A boundary integral equation method for Steklov eigenvalue problems for smooth planar domains
This work addresses a computational problem in applied mathematics for researchers studying spectral geometry, but it is incremental as it extends existing methods to more general domains.
The paper tackled the computational approximation of Steklov spectra for smooth planar domains by developing a boundary-only method using harmonic conjugation and boundary integral equations, achieving high accuracy in numerical experiments on benchmark domains like ellipses and star-like curves.

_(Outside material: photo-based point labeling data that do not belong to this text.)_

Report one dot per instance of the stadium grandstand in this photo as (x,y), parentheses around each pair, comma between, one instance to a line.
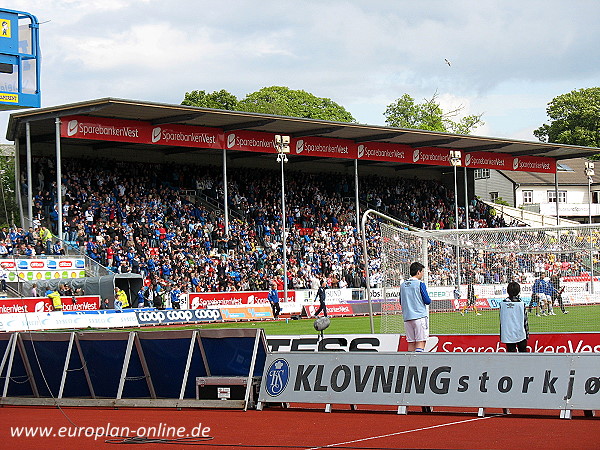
(159,205)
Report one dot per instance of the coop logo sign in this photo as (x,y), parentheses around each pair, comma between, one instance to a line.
(177,316)
(540,381)
(277,377)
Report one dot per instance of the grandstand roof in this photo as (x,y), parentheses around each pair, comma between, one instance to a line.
(42,126)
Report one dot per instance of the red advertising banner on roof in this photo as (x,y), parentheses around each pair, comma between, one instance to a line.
(187,136)
(138,132)
(431,156)
(383,151)
(325,147)
(250,141)
(502,161)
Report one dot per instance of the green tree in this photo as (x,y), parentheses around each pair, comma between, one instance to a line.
(217,100)
(9,209)
(282,101)
(574,119)
(405,113)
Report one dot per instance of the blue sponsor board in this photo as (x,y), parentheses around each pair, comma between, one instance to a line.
(494,301)
(168,316)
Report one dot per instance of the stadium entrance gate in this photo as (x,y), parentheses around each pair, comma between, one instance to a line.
(481,262)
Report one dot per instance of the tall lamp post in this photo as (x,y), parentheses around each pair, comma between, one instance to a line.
(455,159)
(282,144)
(589,172)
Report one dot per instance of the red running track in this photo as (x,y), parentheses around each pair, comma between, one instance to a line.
(301,428)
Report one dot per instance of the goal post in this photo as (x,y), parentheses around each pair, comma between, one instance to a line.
(481,262)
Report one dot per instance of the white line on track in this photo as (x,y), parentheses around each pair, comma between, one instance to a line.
(404,432)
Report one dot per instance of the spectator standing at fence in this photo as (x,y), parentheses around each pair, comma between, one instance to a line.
(273,299)
(550,292)
(321,296)
(121,300)
(54,297)
(558,292)
(414,299)
(175,302)
(514,329)
(3,277)
(471,297)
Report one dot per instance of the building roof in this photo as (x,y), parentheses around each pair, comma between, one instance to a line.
(42,127)
(571,172)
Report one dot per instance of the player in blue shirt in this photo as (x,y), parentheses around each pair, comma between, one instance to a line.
(414,299)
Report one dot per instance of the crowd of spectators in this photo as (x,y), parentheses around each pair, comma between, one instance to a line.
(142,218)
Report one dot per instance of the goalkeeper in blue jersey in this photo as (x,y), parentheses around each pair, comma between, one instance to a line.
(514,329)
(414,300)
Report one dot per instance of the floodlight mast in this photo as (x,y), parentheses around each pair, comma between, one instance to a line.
(282,145)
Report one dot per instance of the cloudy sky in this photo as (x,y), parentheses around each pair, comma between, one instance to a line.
(509,58)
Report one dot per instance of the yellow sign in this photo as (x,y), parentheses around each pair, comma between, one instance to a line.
(5,28)
(11,98)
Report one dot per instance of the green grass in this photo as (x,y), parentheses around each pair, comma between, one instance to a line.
(579,319)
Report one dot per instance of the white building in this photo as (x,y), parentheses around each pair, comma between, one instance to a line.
(537,192)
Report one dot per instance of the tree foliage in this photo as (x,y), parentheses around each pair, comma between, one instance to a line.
(9,208)
(277,100)
(405,113)
(282,101)
(217,100)
(574,119)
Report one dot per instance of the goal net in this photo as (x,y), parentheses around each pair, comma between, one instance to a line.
(467,272)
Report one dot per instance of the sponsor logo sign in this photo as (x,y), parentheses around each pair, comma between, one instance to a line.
(277,377)
(537,343)
(539,381)
(216,299)
(382,151)
(44,304)
(332,310)
(335,343)
(251,141)
(163,317)
(326,147)
(246,312)
(65,320)
(120,130)
(44,264)
(431,156)
(502,161)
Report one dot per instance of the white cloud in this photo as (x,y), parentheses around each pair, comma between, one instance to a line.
(509,57)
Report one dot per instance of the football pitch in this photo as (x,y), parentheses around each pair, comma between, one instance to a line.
(579,319)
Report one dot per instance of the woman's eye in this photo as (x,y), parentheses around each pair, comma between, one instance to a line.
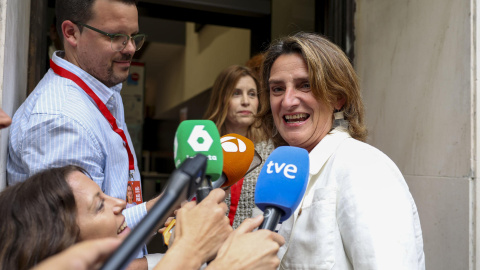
(306,85)
(101,205)
(276,90)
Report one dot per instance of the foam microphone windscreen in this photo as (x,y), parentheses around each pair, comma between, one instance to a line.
(238,153)
(199,137)
(283,180)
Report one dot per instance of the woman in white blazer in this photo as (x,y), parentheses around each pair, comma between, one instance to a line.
(357,212)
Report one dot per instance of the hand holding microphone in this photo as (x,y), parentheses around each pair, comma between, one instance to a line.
(281,184)
(200,137)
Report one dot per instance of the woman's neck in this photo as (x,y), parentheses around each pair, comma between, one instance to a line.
(237,130)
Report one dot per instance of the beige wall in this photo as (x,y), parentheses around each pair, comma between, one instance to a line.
(291,16)
(414,60)
(14,30)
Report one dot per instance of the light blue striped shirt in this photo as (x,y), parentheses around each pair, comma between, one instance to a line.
(59,124)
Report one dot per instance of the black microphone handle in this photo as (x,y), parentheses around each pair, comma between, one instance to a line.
(204,189)
(271,217)
(181,183)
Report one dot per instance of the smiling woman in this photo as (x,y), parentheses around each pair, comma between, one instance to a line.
(357,212)
(233,107)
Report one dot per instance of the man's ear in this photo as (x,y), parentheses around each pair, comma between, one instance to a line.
(338,105)
(70,33)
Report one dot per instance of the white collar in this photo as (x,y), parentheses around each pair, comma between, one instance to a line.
(325,148)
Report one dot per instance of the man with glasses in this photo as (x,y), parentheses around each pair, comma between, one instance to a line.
(75,114)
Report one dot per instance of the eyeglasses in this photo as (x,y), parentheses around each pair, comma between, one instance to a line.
(119,41)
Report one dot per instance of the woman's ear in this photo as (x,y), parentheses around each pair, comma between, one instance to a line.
(70,33)
(338,105)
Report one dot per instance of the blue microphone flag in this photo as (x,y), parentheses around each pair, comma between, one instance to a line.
(283,180)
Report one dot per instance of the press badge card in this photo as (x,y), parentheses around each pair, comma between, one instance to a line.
(134,193)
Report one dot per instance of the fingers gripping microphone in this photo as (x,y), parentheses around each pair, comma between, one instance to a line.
(182,184)
(238,153)
(200,137)
(281,184)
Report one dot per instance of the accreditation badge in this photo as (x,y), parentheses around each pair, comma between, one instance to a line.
(134,193)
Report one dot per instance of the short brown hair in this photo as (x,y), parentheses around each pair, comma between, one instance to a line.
(331,77)
(77,11)
(38,218)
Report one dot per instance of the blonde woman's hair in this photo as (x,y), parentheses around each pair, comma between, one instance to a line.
(222,92)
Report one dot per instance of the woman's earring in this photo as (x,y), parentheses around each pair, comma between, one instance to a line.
(339,120)
(274,130)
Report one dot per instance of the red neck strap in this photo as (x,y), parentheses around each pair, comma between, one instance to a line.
(101,106)
(235,192)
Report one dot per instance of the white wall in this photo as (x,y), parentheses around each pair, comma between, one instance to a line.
(415,64)
(14,33)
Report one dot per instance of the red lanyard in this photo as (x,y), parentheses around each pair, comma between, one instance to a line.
(235,191)
(101,106)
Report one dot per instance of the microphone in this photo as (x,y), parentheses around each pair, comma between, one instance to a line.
(181,185)
(281,184)
(200,137)
(238,154)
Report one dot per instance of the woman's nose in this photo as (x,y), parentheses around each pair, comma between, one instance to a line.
(245,100)
(118,205)
(290,99)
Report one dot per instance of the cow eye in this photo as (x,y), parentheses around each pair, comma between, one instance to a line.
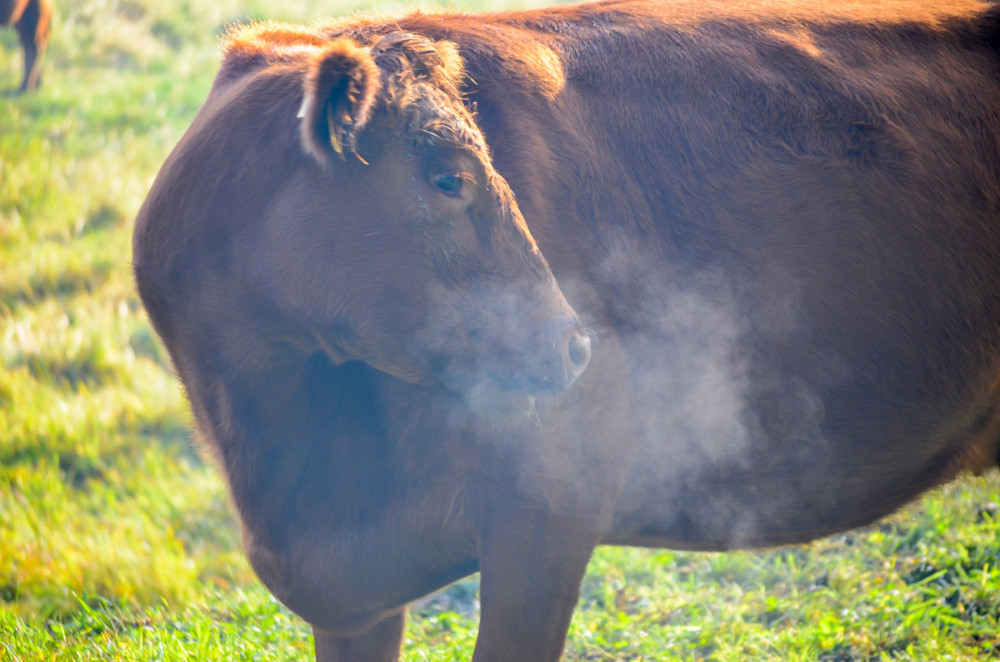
(449,183)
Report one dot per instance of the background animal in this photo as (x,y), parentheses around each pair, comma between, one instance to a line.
(782,228)
(31,19)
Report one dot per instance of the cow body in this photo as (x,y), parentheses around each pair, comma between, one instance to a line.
(781,226)
(31,19)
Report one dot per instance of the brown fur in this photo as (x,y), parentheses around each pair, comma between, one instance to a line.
(780,220)
(31,19)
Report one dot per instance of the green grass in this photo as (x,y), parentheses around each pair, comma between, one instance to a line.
(116,539)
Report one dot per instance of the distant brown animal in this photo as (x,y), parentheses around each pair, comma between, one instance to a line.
(777,223)
(31,19)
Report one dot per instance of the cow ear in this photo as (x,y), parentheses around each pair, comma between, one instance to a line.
(340,89)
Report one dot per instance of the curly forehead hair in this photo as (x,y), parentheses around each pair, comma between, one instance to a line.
(421,80)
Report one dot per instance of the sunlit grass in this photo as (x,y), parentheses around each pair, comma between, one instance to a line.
(116,538)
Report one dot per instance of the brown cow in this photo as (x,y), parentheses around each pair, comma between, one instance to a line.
(31,19)
(780,223)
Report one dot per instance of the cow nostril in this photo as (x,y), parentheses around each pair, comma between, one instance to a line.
(579,351)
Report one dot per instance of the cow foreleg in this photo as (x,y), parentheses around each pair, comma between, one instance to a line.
(530,583)
(382,643)
(33,31)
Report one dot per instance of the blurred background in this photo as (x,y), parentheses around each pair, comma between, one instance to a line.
(116,537)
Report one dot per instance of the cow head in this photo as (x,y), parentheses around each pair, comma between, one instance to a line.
(385,235)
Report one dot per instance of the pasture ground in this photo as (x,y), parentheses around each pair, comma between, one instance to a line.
(116,539)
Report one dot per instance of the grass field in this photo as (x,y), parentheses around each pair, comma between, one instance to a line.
(116,539)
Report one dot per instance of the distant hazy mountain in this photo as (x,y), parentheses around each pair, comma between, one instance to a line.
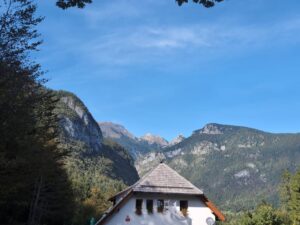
(136,146)
(237,166)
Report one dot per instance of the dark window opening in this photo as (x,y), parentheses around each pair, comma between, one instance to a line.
(138,206)
(160,205)
(149,205)
(184,207)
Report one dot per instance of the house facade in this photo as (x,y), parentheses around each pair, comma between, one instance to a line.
(162,197)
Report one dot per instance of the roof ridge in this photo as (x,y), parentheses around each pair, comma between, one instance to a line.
(190,183)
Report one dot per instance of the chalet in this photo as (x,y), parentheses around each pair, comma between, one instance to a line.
(162,197)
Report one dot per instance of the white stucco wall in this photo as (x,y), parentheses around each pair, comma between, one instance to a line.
(198,212)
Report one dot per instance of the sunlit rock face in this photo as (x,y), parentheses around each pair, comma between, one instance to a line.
(78,124)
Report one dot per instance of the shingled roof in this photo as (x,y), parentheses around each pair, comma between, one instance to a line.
(165,180)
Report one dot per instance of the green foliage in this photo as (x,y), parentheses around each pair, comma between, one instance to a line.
(247,170)
(290,195)
(96,173)
(264,214)
(34,187)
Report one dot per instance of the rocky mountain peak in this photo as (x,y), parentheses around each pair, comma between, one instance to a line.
(211,128)
(177,140)
(154,140)
(113,130)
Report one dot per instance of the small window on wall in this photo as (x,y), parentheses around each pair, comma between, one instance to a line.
(138,206)
(149,205)
(184,207)
(160,205)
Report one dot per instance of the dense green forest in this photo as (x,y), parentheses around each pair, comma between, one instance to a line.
(46,176)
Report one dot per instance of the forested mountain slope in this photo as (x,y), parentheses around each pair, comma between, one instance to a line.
(97,168)
(136,146)
(237,166)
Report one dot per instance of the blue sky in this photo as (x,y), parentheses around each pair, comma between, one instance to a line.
(156,67)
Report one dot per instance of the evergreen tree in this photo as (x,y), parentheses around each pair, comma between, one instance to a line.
(34,188)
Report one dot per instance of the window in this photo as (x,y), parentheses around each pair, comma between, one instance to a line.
(184,207)
(160,205)
(149,205)
(138,206)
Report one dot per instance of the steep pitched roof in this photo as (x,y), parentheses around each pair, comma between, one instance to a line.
(165,180)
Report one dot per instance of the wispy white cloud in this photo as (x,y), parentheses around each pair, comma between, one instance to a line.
(151,44)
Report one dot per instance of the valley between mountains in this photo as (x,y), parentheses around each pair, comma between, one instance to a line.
(237,167)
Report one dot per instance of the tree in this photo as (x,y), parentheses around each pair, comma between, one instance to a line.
(64,4)
(264,214)
(34,188)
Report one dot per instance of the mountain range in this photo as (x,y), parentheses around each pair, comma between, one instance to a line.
(238,167)
(137,146)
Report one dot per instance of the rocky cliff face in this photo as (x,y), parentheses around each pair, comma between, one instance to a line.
(236,166)
(78,124)
(90,154)
(135,145)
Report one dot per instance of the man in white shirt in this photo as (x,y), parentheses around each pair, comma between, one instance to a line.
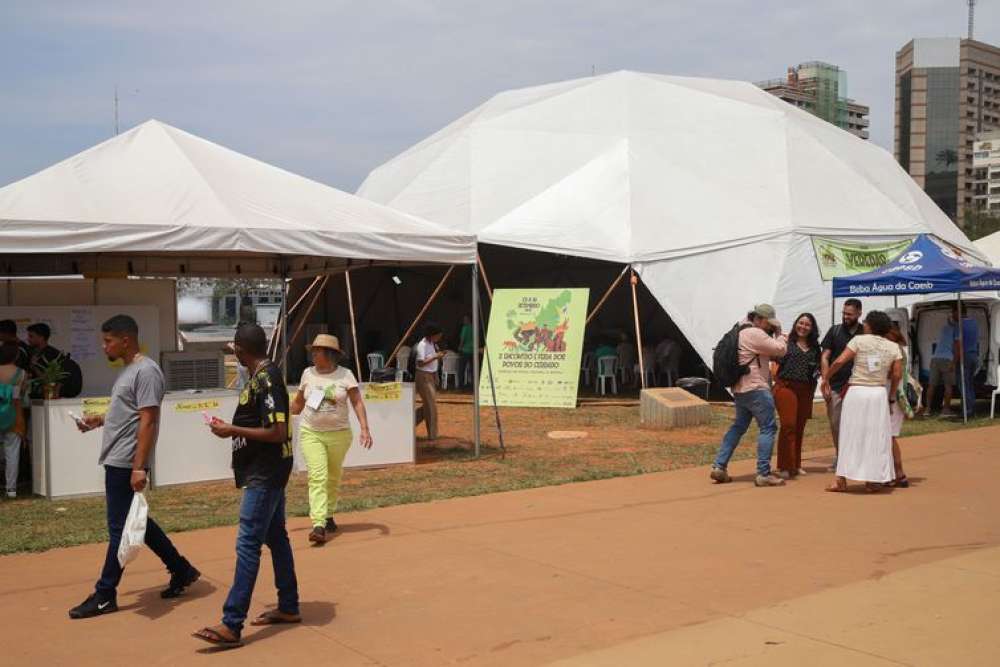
(428,363)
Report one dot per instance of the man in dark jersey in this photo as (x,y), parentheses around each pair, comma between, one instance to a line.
(262,462)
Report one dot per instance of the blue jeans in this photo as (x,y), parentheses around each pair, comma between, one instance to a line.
(118,495)
(262,521)
(971,361)
(759,405)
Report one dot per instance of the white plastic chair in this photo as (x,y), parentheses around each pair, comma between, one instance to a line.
(993,396)
(375,362)
(449,368)
(607,369)
(585,366)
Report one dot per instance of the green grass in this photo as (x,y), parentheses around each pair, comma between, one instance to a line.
(616,448)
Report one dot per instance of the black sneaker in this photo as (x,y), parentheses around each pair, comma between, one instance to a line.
(93,606)
(179,582)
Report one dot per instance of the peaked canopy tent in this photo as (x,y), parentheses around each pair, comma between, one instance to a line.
(927,266)
(158,201)
(713,190)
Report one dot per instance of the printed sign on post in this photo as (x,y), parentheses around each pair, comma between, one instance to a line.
(839,259)
(196,406)
(383,391)
(534,342)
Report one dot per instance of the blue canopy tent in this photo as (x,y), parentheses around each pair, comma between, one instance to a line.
(927,266)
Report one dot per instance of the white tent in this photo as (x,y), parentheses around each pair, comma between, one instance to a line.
(159,201)
(711,189)
(990,246)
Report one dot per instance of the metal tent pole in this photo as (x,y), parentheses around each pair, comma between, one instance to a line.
(475,358)
(961,362)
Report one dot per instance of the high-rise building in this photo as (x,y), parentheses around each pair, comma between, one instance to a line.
(821,89)
(947,96)
(986,173)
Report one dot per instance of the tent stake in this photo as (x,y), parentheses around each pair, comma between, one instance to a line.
(354,327)
(638,332)
(420,315)
(607,294)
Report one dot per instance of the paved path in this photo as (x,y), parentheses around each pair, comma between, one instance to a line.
(658,569)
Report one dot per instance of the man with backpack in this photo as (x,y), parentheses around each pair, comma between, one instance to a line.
(834,344)
(13,383)
(742,362)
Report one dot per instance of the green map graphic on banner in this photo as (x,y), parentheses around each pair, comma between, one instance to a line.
(838,259)
(535,341)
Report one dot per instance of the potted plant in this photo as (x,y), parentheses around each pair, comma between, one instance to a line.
(50,377)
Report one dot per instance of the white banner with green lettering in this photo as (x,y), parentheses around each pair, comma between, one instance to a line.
(838,259)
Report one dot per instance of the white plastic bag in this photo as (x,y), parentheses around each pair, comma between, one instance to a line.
(134,533)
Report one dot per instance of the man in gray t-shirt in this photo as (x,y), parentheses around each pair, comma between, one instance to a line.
(131,426)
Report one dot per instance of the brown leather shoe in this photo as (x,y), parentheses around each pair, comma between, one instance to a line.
(318,535)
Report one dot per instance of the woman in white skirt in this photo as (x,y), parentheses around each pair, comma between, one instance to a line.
(865,453)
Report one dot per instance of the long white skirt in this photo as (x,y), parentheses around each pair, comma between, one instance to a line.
(865,436)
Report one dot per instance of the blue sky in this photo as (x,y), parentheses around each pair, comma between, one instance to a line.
(333,89)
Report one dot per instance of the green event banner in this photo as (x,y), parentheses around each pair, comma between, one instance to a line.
(535,342)
(838,259)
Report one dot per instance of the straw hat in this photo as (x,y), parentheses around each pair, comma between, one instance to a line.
(327,341)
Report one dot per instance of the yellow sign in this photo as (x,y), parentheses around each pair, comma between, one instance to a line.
(196,406)
(386,391)
(96,406)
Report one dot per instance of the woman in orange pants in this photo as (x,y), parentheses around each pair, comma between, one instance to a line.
(794,389)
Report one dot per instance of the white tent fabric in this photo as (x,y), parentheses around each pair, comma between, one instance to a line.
(711,189)
(990,246)
(156,190)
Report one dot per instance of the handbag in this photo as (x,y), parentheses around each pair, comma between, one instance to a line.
(134,533)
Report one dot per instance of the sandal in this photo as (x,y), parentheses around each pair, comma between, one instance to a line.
(215,637)
(276,617)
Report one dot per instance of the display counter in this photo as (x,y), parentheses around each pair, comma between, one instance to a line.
(64,461)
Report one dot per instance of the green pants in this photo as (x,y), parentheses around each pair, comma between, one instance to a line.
(324,452)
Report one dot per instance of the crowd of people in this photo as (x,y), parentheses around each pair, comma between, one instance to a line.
(862,368)
(22,365)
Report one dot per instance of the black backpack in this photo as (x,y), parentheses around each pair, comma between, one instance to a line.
(72,384)
(726,366)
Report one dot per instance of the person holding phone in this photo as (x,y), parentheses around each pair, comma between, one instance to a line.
(131,426)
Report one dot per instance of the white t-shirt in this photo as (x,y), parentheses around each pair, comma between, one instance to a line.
(426,350)
(331,412)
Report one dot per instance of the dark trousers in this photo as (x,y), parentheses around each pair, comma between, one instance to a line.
(262,521)
(118,496)
(793,401)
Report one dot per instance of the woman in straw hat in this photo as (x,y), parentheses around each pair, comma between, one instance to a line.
(324,429)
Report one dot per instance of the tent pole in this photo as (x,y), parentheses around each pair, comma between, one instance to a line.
(354,326)
(961,361)
(486,279)
(607,294)
(420,315)
(475,356)
(638,332)
(286,341)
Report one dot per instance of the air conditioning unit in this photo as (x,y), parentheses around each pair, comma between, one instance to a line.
(193,370)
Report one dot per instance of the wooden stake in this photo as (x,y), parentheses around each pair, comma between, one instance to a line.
(607,294)
(354,328)
(298,329)
(423,310)
(638,333)
(486,280)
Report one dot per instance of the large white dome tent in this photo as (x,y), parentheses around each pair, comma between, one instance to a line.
(711,189)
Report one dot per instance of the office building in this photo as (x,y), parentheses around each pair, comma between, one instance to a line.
(821,89)
(947,98)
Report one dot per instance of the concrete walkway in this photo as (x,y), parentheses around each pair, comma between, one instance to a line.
(658,569)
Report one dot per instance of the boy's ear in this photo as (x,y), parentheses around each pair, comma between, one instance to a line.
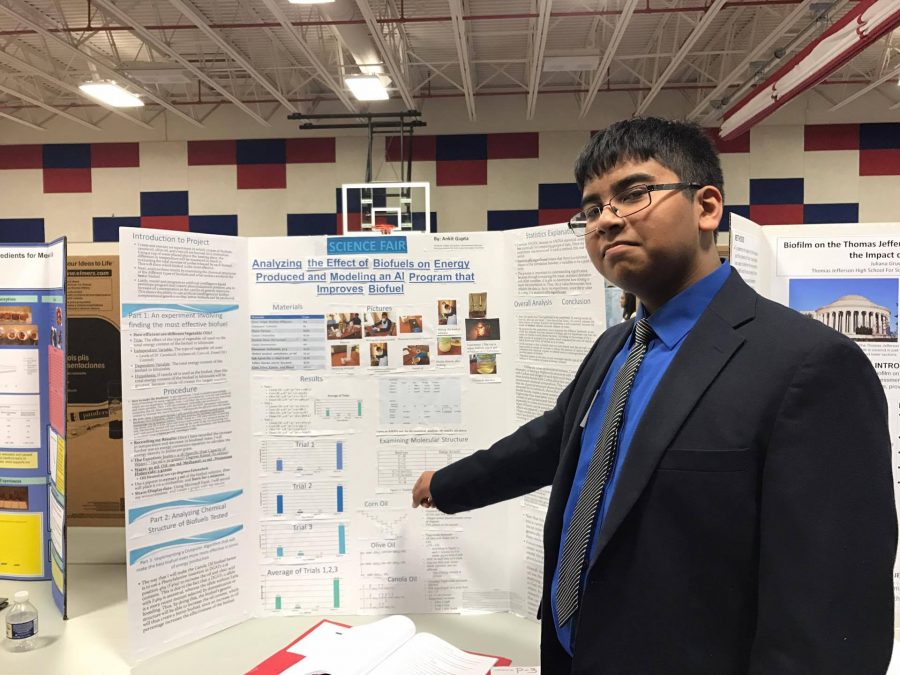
(709,208)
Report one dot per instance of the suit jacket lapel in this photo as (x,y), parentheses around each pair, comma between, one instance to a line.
(594,372)
(706,350)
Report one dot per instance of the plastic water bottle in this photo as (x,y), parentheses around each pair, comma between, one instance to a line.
(21,623)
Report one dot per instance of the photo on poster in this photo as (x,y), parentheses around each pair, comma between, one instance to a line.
(378,357)
(863,309)
(416,355)
(15,314)
(343,326)
(447,313)
(483,364)
(18,335)
(344,356)
(449,346)
(411,323)
(477,305)
(380,324)
(482,329)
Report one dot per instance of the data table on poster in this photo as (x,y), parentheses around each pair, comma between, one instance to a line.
(293,342)
(429,401)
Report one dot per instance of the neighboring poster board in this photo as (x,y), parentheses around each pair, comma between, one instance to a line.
(96,492)
(33,479)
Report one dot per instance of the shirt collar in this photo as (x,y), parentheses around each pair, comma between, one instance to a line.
(674,320)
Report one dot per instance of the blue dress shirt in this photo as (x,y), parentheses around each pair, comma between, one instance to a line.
(671,323)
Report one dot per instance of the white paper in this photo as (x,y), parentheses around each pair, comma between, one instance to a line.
(19,372)
(20,421)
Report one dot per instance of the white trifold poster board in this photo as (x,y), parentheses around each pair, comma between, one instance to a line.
(845,276)
(282,395)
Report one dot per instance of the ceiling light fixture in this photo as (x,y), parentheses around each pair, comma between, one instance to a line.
(368,87)
(112,94)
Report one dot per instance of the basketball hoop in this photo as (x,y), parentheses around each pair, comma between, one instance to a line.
(384,228)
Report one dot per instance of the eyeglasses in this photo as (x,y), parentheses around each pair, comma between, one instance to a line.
(626,203)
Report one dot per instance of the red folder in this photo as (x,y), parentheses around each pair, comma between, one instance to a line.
(283,659)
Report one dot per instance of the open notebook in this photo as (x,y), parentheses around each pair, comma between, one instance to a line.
(390,646)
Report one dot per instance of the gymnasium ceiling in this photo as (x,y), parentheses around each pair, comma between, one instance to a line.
(269,57)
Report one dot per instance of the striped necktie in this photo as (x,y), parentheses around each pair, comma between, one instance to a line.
(584,516)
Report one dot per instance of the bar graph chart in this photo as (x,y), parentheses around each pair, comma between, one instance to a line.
(338,408)
(301,589)
(302,455)
(297,498)
(304,541)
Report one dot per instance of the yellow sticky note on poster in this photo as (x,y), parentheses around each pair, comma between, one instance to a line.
(16,459)
(22,544)
(60,464)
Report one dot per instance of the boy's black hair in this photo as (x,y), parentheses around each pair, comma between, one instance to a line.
(683,147)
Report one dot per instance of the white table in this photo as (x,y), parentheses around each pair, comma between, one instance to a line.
(95,638)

In this paper, we study the computational question of whether the Steklov spectrum of smooth simply connected planar domains can be approximated accurately by a boundary-only formulation based on harmonic conjugation. For the unit disk, the Dirichlet-to-Neumann operator can be written explicitly in terms of the classical conjugation operator. We show how this viewpoint extends to general bounded and unbounded simply connected domains through the generalized conjugation operator defined through the boundary integral equation with the generalized Neumann kernel. Combined with Fourier differentiation on an equidistant boundary grid, this leads to a dense algebraic eigenvalue problem for the boundary traces of Steklov eigenfunctions. The resulting method uses only boundary data, treats interior and exterior problems in a unified way, and reconstructs eigenfunctions in the domain by harmonic extension. Numerical experiments on benchmark domains and on parameter-dependent smooth families, including ellipses and star-like curves, show high accuracy for smooth boundaries and illustrate how the Steklov spectrum changes with geometry.